Patients should not initiate treatment with Symbicort Turbuhaler during an exacerbation, acute episode, or significant worsening of bronchial asthma. Serious adverse reactions related to bronchial asthma and disease exacerbations may occur during treatment with Symbicort Turbuhaler. Patients should continue treatment and consult a physician if symptoms of bronchial asthma do not resolve or worsen after starting therapy with Symbicort Turbuhaler.
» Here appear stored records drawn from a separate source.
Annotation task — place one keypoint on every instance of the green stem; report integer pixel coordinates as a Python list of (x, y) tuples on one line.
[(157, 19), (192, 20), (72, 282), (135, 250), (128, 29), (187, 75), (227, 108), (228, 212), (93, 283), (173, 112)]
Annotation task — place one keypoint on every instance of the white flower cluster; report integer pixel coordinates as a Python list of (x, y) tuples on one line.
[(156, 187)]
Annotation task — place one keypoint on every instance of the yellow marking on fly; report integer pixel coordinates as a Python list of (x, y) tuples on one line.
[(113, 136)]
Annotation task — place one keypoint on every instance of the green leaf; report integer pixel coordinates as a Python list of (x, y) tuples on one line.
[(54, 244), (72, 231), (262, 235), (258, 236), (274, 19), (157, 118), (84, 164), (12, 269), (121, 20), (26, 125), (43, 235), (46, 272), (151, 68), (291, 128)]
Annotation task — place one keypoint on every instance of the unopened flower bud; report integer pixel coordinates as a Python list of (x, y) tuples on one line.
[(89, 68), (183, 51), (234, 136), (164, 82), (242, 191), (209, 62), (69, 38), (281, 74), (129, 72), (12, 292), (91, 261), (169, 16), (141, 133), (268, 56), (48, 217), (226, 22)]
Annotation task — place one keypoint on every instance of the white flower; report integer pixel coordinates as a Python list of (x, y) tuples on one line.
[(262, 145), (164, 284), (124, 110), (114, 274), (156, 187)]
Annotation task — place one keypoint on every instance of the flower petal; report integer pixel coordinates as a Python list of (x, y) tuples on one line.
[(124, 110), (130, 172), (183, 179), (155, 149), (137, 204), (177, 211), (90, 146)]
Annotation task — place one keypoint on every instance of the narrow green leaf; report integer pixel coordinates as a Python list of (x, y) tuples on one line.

There are no clinical trial data on the use of Symbicort Turbuhaler in COPD patients with pre-bronchodilator FEV1 > 50% of predicted and post-bronchodilator FEV1 < 70% of predicted (see section "Pharmacodynamics").
As with any other inhaled therapy, paradoxical bronchospasm with immediate wheezing and shortness of breath after drug administration may occur. If a patient develops paradoxical bronchospasm, Symbicort Turbuhaler should be discontinued immediately, the patient's condition assessed, and alternative therapy initiated if necessary. Paradoxical bronchospasm, which requires immediate treatment, is reversed by short-acting inhaled bronchodilators (see section "Adverse reactions").
Systemic effects may occur with inhaled administration of all inhaled corticosteroids, especially at high doses and during prolonged treatment. The likelihood of such effects is much lower with inhaled corticosteroids compared to oral corticosteroids. Possible systemic effects include Cushing's syndrome, Cushingoid features, adrenal suppression, growth retardation in children and adolescents, decreased bone mineral density, cataract and glaucoma, and less frequently, psychiatric disturbances or behavioral changes, including psychomotor hyperactivity, sleep disorders, anxiety, depression, or aggression (especially in children) (see section "Adverse reactions").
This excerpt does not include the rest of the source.